In recent years, it has become clear that it will be difficult or impossible to develop deterministic forecasts of convective activity on the time and space scales required by decision makers such as air traffic managers. Current capabilities in forecasting convection generally are based on extrapolation techniques in the very short term (0-2 hours) and numerical model predictions in the longer term (2-12 hours). However, even in the very short term, uncertainties associated with initiation, growth, decay, and movement of storms and storm systems are very difficult to capture or anticipate with precision. Thus, these forecasts are an ideal candidate for probabilistic forecasts in which the uncertainty associated with the development and movement of the systems can be captured and expressed directly, and much effort is currently being focused in this direction.

But how should a probabilistic forecast of convection be formulated? How should it be interpreted?

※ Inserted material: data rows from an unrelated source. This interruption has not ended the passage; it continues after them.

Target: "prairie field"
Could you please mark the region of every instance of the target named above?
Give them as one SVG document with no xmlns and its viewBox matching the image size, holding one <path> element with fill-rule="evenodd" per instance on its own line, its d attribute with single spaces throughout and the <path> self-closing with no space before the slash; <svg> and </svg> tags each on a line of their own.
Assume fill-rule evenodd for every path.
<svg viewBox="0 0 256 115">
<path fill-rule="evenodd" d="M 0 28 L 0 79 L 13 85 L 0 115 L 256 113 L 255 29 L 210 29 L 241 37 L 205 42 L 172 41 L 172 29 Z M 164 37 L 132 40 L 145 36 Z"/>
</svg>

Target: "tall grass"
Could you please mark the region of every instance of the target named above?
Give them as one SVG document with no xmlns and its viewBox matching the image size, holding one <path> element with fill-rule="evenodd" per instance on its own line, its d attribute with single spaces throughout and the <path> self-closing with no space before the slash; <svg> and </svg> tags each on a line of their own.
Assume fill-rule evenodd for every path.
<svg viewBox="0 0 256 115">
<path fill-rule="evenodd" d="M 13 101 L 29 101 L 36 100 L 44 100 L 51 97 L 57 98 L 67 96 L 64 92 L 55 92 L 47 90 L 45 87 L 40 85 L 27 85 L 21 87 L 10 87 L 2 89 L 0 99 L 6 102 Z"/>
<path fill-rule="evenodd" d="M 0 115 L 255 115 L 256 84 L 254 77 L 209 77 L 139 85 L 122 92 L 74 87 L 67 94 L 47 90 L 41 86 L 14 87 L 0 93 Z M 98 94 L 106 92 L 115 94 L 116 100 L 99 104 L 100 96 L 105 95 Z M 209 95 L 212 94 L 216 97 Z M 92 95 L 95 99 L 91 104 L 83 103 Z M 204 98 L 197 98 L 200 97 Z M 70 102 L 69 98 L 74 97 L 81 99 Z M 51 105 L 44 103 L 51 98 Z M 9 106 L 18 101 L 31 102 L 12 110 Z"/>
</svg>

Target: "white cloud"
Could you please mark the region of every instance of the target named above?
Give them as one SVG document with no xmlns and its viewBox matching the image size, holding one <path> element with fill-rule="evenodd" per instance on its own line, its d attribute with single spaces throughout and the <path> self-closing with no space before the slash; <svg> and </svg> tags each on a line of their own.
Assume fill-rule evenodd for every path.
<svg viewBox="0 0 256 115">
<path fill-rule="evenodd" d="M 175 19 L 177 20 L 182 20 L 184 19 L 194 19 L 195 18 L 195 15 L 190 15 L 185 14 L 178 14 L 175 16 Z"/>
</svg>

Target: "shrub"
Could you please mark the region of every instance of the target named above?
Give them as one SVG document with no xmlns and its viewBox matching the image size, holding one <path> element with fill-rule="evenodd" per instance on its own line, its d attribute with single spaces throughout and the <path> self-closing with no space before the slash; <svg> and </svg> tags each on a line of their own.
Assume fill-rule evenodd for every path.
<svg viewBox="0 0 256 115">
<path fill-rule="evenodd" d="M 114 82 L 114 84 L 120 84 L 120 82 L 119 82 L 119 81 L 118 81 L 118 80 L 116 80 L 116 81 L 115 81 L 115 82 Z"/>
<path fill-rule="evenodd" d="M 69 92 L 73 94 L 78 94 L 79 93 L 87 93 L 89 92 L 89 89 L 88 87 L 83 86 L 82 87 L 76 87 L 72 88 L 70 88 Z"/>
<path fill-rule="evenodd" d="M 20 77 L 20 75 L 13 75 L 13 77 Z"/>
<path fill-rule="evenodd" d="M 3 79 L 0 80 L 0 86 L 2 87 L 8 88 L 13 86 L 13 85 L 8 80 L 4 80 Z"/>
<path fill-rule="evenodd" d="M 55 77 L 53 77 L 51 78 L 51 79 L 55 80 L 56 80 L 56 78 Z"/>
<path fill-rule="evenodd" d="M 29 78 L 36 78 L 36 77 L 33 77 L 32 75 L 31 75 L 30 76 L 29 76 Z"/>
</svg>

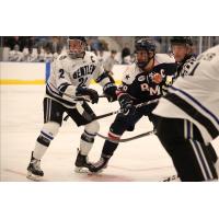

And how should it be evaluated? These issues are of critical concern as we head down the road toward spatial probabilistic forecasts of a variety of phenomena. One approach is to equate the probability values to an expected coverage in the region of a grid point. Then temporal and spatial scaling issues associated with the forecasts can be taken into account directly by adjusting the size of the area of interest for computing coverage. Another approach might involve developing an ensemble of possible scenarios characterizing future convective activity that can be evaluated to determine the probabilities of occurrence of particular types of scenarios.

These issues are considered in this paper, with particular attention to the national scale convective forecasts produced by the National Convective Weather Forecast (NCWF). Experimental probabilistic forecasts produced by the NCWF are evaluated to help understand the appropriate interpretation of these forecasts as well as to determine how well the forecasts perform at different spatial and temporal scales.